Plaintiffs are unlikely to succeed in establishing Hooters’ liability under the WARN Act. The COVID-19 pandemic most likely constitutes a natural disaster that completely exempts Hooters from providing any notice to employees of a mass termination. Although Hooters could also establish that the COVID-19 pandemic and the Florida governor’s executive order satisfy the Act’s unforeseeable business circumstances exception, the natural disaster exception remains Hooters’ best defense against Plaintiffs’ WARN Act claims. Hooters failed to provide employees with the required justification for reducing the notification period and, thus, is unlikely to completely escape WARN Act liability under the unforeseeable business circumstances exception. Nevertheless, Hooters will most likely be able to defeat Plaintiffs’ WARN Act claims by asserting the Act’s natural disaster exception as an affirmative defense.

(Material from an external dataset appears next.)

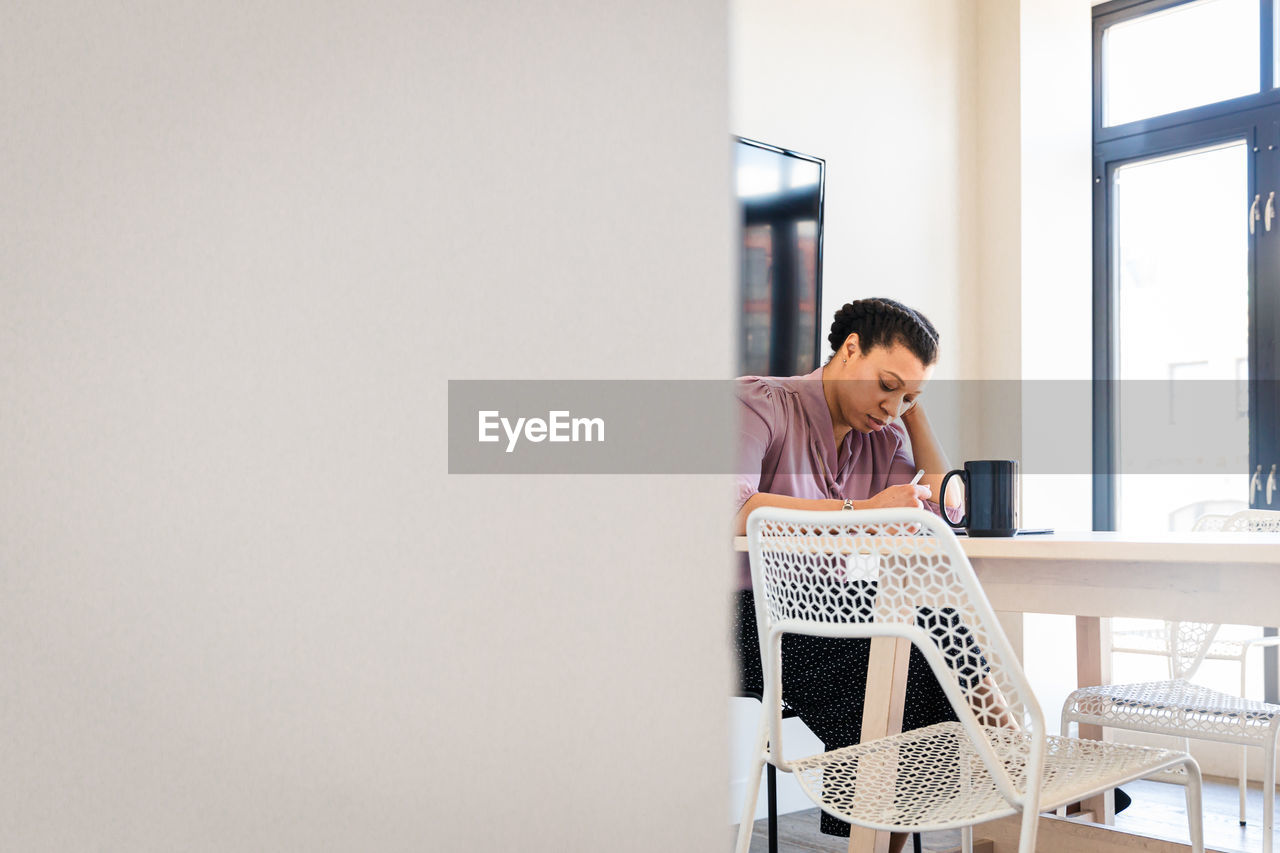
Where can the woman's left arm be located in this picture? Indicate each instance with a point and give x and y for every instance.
(928, 454)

[1] Erin Schumaker, Here are the states that have shut down nonessential businesses, ABC News (Apr. 3, 2020), https://abcnews.go.com/Health/states-shut-essential-businesses-map/story?id=69770806.

[2] Complaint at 1, Scott v. Hooters III, Inc., No. 8:20-cv-00882 (M.D. Fla. Apr. 16, 2020).

[3] Id.

[4] A.G. Gancarski, Gov. DeSantis orders all restaurants to end dine-in service, Florida Politics (Mar. 20, 2020), https://floridapolitics.com/archives/324404-ron-desantis-closes-restaurant-dining-rooms-gyms.

[5] Complaint, supra note 2,at 1-2.

[6] Press Release, Terrance Marks, Our Commitment Continues (March 26, 2020), https://www.hooters.com/about/news/our-commitment-continues.

[7] Complaint, supra note 2, at 2.

[8] Id.

[9] Id. at 3.

[10] Worker Adjustment and Retraining Notification, 29 U.S.C. §§ 2101-02 (2020).

[11] Id. at § 2101.

[12] Id. at § 2102.

[13] Id.

[14] Worker Adjustment and Retraining Notification, 20 C.F.R. § 639.9 (2020).

[15] Carver v. Foresight Energy LP, No. 3:16-cv-3013, 2016 U.S. Dist. LEXIS 90665, *11 (C.D. Ill. July 12, 2016).

[16] Worker Adjustment and Retraining Notification, 20 C.F.R. § 639.9 (2020).

[17] See United States v. New York, O. & W. R. Co., 216 F. 702, 705-06 (N.D.N.Y. 1914); Sumner v. Philadelphia, 23 F. Cas. 392, 397 (C.C.E.D. Pa. 1873).

[18] See 1 Am. Jur. 2d Act of God § 1.

[19] 216 F. at 705-06.

[20] Worker Adjustment and Retraining Notification, 29 U.S.C. § 2102 (2020).

[21] Id.

[22] Gross v. Hale-Halsell Co., 554 F.3d 870, 875 (10th Cir. 2009).

[23] Worker Adjustment and Retraining Notification, 20 C.F.R. § 639.9 (2020).

[24] Id.

[25] Watson v. Mich. Indus. Holdings, 311 F.3d 760, 765 (6th Cir. 2002) (quoting 20 C.F.R. § 639.9 (2020)).

[26] Worker Adjustment and Retraining Notification, 29 U.S.C. § 2102 (2020).

[27] Id.

[28] USW Local 2660 v. U.S. Steel Corp., 683 F.3d 882, 889 (8th Cir. 2012).

[29] See Press Release, Terrance Marks, Our Commitment Continues (Mar. 26, 2020), https://www.hooters.com/about/news/our-commitment-continues.

[30] Worker Adjustment and Retraining Notification, 20 C.F.R. § 639.9 (2020).

[31] Id.

[32] USW Local 2660 v. U.S. Steel Corp., 683 F.3d 882, 889 (8th Cir. 2012).